LGBTQ Armenians, allies meet to discuss identity, drink coffee

An Armenian gay and lesbian group in Glendale will be holding its third roundtable Saturday for LGBTQ Armenians, their parents, families and friends to discuss issues about their sexual identity and brainstorm ways to reduce stigma in the Armenian community.


“The biggest fear that everyone has is the fear of isolation from the community,” said Erik Adamian, a board member of the 20-year-old Gay and Lesbian Armenian Society, or GALAS.

By meeting and sharing experiences and concerns in what Admanian describes as a culture still fixated on traditional gender roles, “a kind of subcommunity builds within the Armenian community that hasn’t existed before,” he said.


The sessions, moderated by mental health professionals and typically kicked off with a short film as a conversation starter, draw on the Armenian custom of socializing over a cup of coffee, or soorj.

The first Soorj Session held in April was so popular the group decided to make it a recurring event. By the second session, Adamian said he could already see a bond forming between some of the attendees.
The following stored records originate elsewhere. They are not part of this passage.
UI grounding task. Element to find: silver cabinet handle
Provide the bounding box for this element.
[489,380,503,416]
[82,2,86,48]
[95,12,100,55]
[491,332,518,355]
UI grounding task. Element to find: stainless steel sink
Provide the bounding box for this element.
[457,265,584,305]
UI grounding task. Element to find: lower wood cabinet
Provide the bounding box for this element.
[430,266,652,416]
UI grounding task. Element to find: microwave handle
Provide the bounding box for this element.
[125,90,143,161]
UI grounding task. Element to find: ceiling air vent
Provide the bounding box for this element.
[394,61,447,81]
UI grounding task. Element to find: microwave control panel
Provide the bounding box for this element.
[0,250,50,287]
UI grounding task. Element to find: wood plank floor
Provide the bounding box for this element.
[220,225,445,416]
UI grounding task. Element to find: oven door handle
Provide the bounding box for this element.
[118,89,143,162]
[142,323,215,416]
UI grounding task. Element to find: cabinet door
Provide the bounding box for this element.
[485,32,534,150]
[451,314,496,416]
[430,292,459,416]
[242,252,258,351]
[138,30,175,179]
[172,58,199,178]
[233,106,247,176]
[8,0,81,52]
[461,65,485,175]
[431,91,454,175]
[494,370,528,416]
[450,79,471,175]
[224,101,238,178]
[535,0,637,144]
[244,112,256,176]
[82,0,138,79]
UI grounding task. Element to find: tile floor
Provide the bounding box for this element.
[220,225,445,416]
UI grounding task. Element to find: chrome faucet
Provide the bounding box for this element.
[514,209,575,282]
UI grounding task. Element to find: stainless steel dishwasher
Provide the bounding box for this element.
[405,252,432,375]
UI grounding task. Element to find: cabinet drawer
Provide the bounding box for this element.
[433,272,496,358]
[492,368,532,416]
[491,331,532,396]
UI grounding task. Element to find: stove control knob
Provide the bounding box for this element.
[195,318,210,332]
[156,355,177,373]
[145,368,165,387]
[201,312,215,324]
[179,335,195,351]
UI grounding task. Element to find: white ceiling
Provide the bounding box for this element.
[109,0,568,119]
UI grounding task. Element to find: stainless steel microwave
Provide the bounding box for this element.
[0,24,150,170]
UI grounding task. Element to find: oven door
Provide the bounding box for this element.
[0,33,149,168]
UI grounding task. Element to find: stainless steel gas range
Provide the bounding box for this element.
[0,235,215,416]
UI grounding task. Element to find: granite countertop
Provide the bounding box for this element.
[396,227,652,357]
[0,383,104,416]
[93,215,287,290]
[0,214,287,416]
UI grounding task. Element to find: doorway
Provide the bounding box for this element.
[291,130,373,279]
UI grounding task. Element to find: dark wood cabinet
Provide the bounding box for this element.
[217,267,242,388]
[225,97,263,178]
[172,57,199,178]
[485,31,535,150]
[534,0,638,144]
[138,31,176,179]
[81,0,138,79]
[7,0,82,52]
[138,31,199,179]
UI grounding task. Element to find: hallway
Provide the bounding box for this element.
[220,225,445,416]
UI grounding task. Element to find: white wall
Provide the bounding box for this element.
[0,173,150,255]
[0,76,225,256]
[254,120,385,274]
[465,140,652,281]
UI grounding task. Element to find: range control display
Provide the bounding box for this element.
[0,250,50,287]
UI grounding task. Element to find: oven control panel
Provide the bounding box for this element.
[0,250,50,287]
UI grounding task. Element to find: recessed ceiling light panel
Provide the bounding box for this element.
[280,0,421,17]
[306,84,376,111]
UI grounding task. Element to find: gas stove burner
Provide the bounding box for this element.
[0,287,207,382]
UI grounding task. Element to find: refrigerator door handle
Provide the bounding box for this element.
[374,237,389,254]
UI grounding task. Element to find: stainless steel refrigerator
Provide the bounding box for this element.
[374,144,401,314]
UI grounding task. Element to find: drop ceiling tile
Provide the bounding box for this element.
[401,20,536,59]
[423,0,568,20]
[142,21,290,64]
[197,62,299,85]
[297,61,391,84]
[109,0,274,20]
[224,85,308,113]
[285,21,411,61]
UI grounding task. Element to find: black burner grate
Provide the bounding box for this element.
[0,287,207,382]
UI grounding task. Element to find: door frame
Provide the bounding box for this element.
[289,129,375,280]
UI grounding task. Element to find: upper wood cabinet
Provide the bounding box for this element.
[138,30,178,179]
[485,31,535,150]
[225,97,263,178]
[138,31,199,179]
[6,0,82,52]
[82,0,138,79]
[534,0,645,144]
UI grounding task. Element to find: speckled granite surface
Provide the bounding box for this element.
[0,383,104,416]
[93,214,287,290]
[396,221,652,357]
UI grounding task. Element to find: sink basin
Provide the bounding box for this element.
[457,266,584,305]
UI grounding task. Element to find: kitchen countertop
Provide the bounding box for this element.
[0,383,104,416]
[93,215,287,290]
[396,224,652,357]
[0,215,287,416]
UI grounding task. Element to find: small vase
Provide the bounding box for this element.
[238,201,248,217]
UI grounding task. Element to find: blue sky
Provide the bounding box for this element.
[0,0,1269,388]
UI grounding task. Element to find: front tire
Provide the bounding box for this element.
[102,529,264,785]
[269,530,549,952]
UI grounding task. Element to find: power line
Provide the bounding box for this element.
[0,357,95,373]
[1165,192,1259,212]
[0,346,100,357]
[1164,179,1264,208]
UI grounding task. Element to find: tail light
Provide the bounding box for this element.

According to Adamian, like other minority groups, Armenians often emphasize the importance of preserving their culture by marrying someone of the opposite sex, having children and passing down traditions. Those who don’t choose that path can be marginalized, Adamian said.

“Everyone has their own place and sometimes that place is very gendered,” he said.

While the Soorj Sessions were initially envisioned as youth-focused, GALAS organizers realized that parents and allies also needed a place to process and share their experiences — an aspect that became the focus of the last two sessions.

While Adamian, who learned about GALAS four years ago, has noticed a positive shift in the Armenian community toward LGBTQ individuals over the past few years, he said it’s still tempered.

“It’s a shift of complicity — it’s, ‘it’s OK you exist, as long as you don’t talk about your experiences.’”

Still, he said when he went to Armenian-owned businesses looking to participate in fundraising, he was surprised by the lack of hostility, and some businesses were willing to help.

For its two-decade anniversary, GALAS will roll out additional programs in the coming months, including presentations at local schools with significant Armenian populations. The organization also plans to offer college scholarships to students of Armenian descent involved in LGBTQ activism.

To protect the privacy of attendees, the location of the Soorj Session, running from 11:30 a.m. to 2 p.m. Saturday is only provided to those who RSVP and confirm participation.